But following months of rehabilitation and gentle training he was ready to find a suitable home on the Mare and Foal Sanctuary’s rehoming scheme – with horse lover Caroline Furse and her son Ben, who was coping with more than 30 seizures a day caused by a rare form of epilepsy called Lennox Gastaux Syndrome.

Ben’s mum Caroline had always owned horses and knew first-hand the amazing effect they can have on children struggling with conditions like autism, epilepsy and Asperger’s syndrome.

And when Ben became too large to ride Rupert, Caroline knew she had to do something to maintain their close bond.

So, she organised a fundraising drive to have a harness and trap specially designed so Ben’s wheelchair would fit straight on – and now the pair can regularly be seen on the lanes around their home near Yelverton.

Caroline, Sanctuary yard manager Abigail Alford-Thurlow and Communications Officer Scarlett Moon travelled to Birmingham for the awards ceremony at the weekend.

And were over the moon when Rupert was announced as Rescue Pony of the Year.

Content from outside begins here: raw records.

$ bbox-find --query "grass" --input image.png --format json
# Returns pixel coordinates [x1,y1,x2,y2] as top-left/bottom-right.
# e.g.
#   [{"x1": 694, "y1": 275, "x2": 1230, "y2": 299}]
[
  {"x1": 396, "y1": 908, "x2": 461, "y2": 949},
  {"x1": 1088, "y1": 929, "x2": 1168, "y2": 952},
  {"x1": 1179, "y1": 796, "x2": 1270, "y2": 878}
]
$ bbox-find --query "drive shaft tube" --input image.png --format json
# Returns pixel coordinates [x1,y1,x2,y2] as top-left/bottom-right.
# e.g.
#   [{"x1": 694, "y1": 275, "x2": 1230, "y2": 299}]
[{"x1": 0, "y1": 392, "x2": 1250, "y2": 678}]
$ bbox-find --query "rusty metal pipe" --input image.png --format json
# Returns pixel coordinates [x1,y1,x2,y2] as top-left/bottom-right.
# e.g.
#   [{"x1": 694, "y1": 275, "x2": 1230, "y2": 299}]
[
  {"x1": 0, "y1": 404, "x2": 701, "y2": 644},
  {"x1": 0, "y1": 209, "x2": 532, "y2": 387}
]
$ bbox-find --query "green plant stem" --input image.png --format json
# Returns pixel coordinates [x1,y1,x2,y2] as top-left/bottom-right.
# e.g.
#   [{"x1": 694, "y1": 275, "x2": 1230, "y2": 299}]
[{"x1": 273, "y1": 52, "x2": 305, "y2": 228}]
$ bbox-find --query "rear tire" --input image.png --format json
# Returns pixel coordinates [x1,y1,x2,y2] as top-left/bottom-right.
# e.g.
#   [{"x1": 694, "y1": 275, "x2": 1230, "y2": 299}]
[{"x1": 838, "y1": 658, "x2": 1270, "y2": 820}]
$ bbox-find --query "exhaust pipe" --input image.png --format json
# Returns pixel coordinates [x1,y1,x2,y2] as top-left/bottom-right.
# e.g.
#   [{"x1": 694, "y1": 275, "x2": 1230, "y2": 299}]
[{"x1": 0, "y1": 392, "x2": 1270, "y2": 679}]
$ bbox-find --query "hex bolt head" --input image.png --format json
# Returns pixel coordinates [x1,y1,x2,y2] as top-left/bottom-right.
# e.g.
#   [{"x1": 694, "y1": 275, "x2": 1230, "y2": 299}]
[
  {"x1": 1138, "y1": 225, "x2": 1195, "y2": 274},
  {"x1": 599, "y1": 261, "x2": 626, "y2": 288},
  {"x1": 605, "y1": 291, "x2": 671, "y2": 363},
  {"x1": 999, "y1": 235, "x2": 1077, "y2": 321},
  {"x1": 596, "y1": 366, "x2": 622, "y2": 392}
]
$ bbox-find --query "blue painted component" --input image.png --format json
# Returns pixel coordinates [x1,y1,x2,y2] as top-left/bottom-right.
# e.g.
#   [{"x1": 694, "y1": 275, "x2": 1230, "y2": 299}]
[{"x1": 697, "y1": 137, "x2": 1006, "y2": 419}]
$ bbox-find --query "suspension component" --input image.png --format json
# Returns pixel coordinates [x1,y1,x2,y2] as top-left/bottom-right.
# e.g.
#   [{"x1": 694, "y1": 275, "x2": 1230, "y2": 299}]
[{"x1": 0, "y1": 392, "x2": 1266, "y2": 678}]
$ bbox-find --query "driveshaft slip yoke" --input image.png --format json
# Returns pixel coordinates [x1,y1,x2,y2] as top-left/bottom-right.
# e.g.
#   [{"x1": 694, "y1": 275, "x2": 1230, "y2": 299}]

Caroline said: “It was such an honour to attend the awards and when they announced Rupert was the winner, I couldn’t hold back the tears.  Rupert has changed Ben’s life for the better – he is a pony in a million.

“Ben has learning difficulties which makes him unable to walk or talk and Rupert really takes care of him. They are so happy when they’re together. I don’t know what we would do without him. This award is the icing on the cake.”

Scarlett Moon who works to promote the charity and its rehoming scheme said: “We’re delighted that Rupert has won this award – shining a light on the positive connection that horses, ponies and people can have.”

The recue pony category was sponsored by equine charity, World Horse Welfare, and was presented by longstanding volunteer and Riding for the Disabled coach, Kim Tilbury.

She said: “I am passionate about equine rescue and I’m often inspired by their ability to assist the lives of those less able, so I was delighted to present the award to Caroline on behalf of Rupert – a well-deserved win for him and his young carer.”

Other categories at the awards included Driving for the Disabled Group of the Year; the Pride of Carriage Driving Award and Groom of the Year.